Then they sent it, although obviously there was a disconnect on what was meant by "entire."

My vote is to call corporate when as calm as you can get and tell them the whole story, and if they aren't amenable to fixing their mistake, tell them that you are a member here, not afraid to post this horror story everywhere you can find, and that the BBB and Chamber of Commerce in their city might be very, very interested to hear your story. People won't be happy with the way they treated a sweet little old lady. ????
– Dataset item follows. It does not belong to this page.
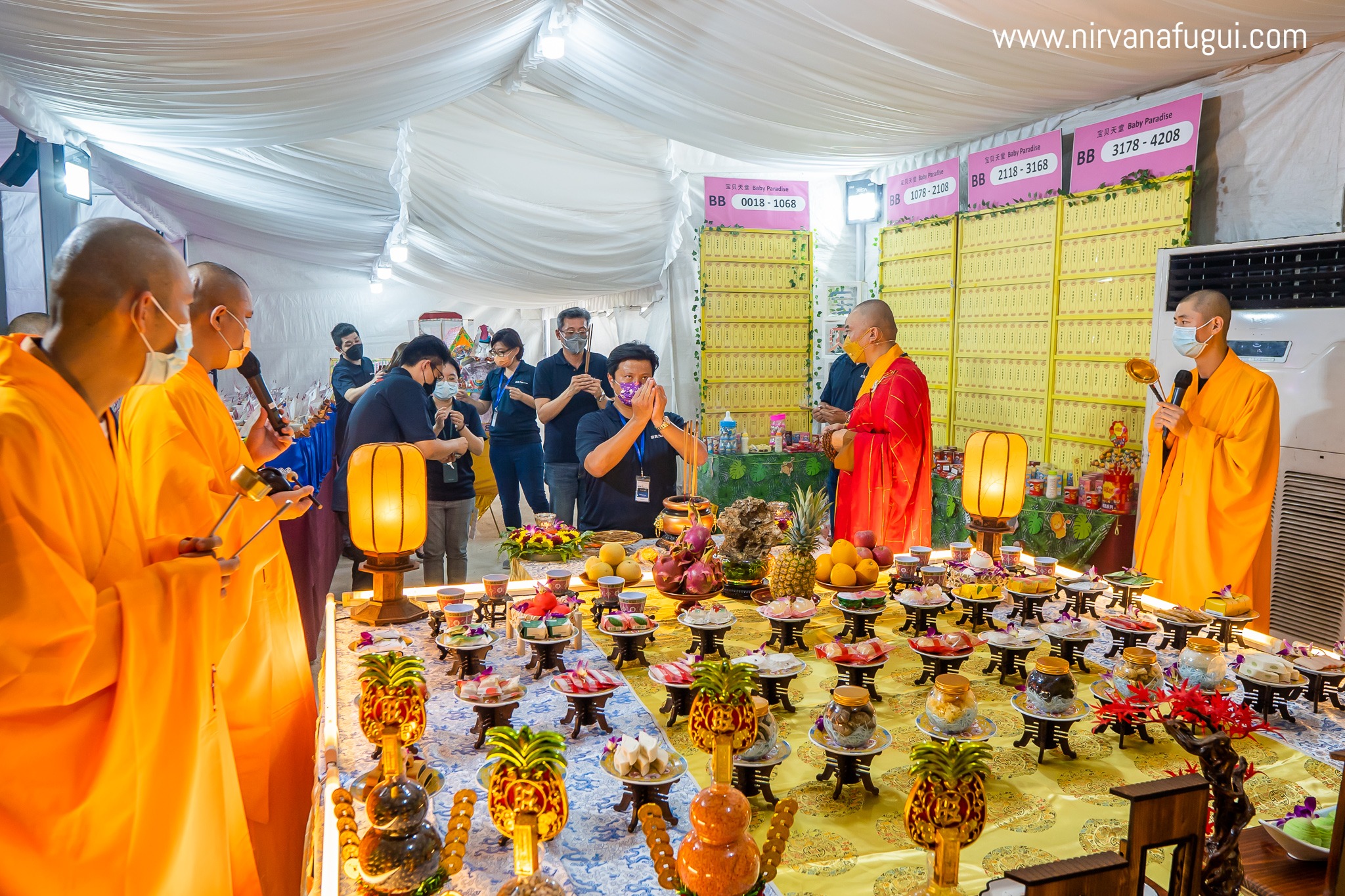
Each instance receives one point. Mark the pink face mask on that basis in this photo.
(626, 393)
Good luck and keep us posted please.


----------



## Evie RM

I am glad I am not the only one who goes through stuff like that. I read your entire post and I am glad I had not taken a sip of coffee when I got to that 720 figure. OMG. I think we are all waiting with baited breath to find out what you receive in your shipment. I hope you got names for the people you talked to over the phone. Also, I hope you have kept your emails. Be sure to check your Pay Pal account to see what charges are being made by Herrschners. Please follow up with us after you get your order.


----------



## 9sueseiber

I did get it , I believe it is posted on page 5 or 6. I got 720 skeins all right. Delivery guy recommended I refuse shipment, so I did. I was afraid if I accepted it then they would charge me and I would have to fight that instead of just getting my yarn. I have sent a message to corporate about this. We'll see if I get an answer.


----------



## Evie RM

I think one place where you went wrong is when the customer service representative kept asking you if you wanted the entire order, this is where you should have itemized what was in the order you wanted to receive and have her repeat it to you and get her name. I know we don't always think of things like this when we are so upset. I am in a problem with Verizon that started in March. I still do not have everything resolved, but I did get names and there have now been so many calls that I started a log going back to March with the dates of the calls and the person I talked to and what the resolution was on that call. I thought I "finally" had everything fixed on Wednesday through another phone call to customer service, but then I got an email from one of the previous customer service people I talked to asking if I had the quote for free 2GB 12 month promotional starting in April quoted to me by Jerich in an email or was it verbal. It was verbal and my bill before this last bill did show the 2 promotional GB's, but it is not on my current bill. When I called customer service on this current bill, they were able to find another 1 GB 12 month promotional starting in June and he added that, too, so it will give us a total of 6 GB's of data. I vented on this problem on KP a while back, so not doing it again. Just know that you are not alone for these customer service problems and kudos to you for maintaining your cool. I have tried to maintain mine also. I know I am going to have an overage on our GB's on the next bill because I get an email alert when it is close to 90% used. I just know they are basing our total GB's on 3 instead of 6 GB's. The cut off for the billing period is the 11th. So I won't know until after the 11th when I get my bill if I get any overage charges or not. I answered the email from the customer service representative and I am waiting to get an email back from her. I am curious to see what she is going to say about our account.


----------



## 9sueseiber

yes I do know what you mean. unfortunately I did not get any names. I hate it when I do that. When I do remember to write it down I never need it. lol I received an email today from them wanting me to write a review of my purchases. I am so tempted. What would you do?


----------



## Evie RM

9sueseiber said:


> I did get it , I believe it is posted on page 5 or 6. I got 720 skeins all right. Delivery guy recommended I refuse shipment, so I did. I was afraid if I accepted it then they would charge me and I would have to fight that instead of just getting my yarn. I have sent a message to corporate about this. We'll see if I get an answer.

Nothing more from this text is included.